Question

A ray of light is incident normally on one face of a prism as shown in figure. The refractive index of the material of the prism is $\dfrac{5}{3}$ ​ and the prism is immersed in water of refractive index $\dfrac{4}{3}$ ​ then

A) the angle of emergence of the ray is ${{\sin }^{-1}}(\dfrac{5}{8})$
B) the angle of emergence of the ray is ${{\sin }^{-1}}(\dfrac{5}{4\sqrt{3}})$
C) the angle of emergence of the ray is ${{\sin }^{-1}}(\dfrac{7}{3\sqrt{4}})$
D) TIR will not occur at p if the refractive index of water increases to a value greater than $\dfrac{5}{2\sqrt{3}}$ by dissolving some substance.

Answer 1

Snell’s law can be used to solve the above problem. As total internal reflection is occurring at point p, use snell's law to find out the angle of emergence. Next, check the angle of emergence when the refractive index is changed. If it follows the total internal reflection rule, then TIR is possible.

Formulas used:
${{\mu }_{1}}\sin {{\theta }_{1}}={{\mu }_{2}}\sin {{\theta }_{2}}$

Complete answer:
If we check the diagram above, in the first case when the refractive index of the water isn’t changed,
The total internal reflection doesn’t occur at point p.
Therefore, using snell's law,
$\begin{aligned} & {{\mu }_{1}}\sin {{\theta }_{1}}={{\mu }_{2}}\sin {{\theta }_{2}} \\\ & \dfrac{5}{3}\sin {{30}^{0}}=\dfrac{4}{3}\sin {{\theta }_{2}} \\\ & {{\theta }_{2}}={{\sin }^{-1}}(\dfrac{5}{8}) \\\ \end{aligned}$

Therefore, the angle of emergence when the refractive index of water isn’t changed is option a.
Now, when the refractive index of water is changed to new one by dissolving some substance,
$\begin{aligned} & {{\mu }_{w}} > \dfrac{5}{2\sqrt{3}} \\\ & \sin C > \dfrac{5}{2\sqrt{3}}\times \dfrac{3}{2} \\\ & C > {{60}^{0}} \\\ \end{aligned}$
As we can see, there’s no possibility of total internal reflection here. Therefore, the correct option is d.
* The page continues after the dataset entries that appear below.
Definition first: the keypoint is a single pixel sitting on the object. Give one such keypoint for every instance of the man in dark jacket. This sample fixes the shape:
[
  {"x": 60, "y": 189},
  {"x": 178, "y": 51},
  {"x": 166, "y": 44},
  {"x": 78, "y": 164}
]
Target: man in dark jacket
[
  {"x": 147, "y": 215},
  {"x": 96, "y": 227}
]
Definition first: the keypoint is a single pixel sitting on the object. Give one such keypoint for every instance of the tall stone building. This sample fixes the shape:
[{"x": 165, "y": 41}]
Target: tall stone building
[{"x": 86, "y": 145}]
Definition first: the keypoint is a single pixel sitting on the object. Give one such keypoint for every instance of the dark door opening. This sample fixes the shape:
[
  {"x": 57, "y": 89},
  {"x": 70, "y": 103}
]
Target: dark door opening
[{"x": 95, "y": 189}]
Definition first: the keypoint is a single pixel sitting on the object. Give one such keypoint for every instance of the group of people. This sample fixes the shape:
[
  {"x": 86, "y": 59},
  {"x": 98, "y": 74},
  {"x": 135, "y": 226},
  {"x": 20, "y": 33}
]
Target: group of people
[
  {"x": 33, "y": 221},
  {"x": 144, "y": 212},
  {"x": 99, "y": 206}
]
Finally, the correct options are a, d.

Additional information:
When light is incident upon a medium of lesser index of refraction, ray is bent away from the normal. This means that the exit angle is greater than the incident angle. This phenomenon is called internal reflection. If in case, the exit angle is equal to ninety degrees or greater than ninety degrees, the critical angle will be total internal reflection. Snell's law is used to calculate the critical angle. If the angle of incidence is less than the critical angle, some part of incident light will be transmitted and part will be reflected back.

Note:
If the angle of incidence of a ray is less than the critical angle, the ray neither gets reflected completely nor gets transmitted completely. Some part of the ray transmits and some part of the ray reflects. If the incident angle is greater than the critical angle, we can see total internal reflection.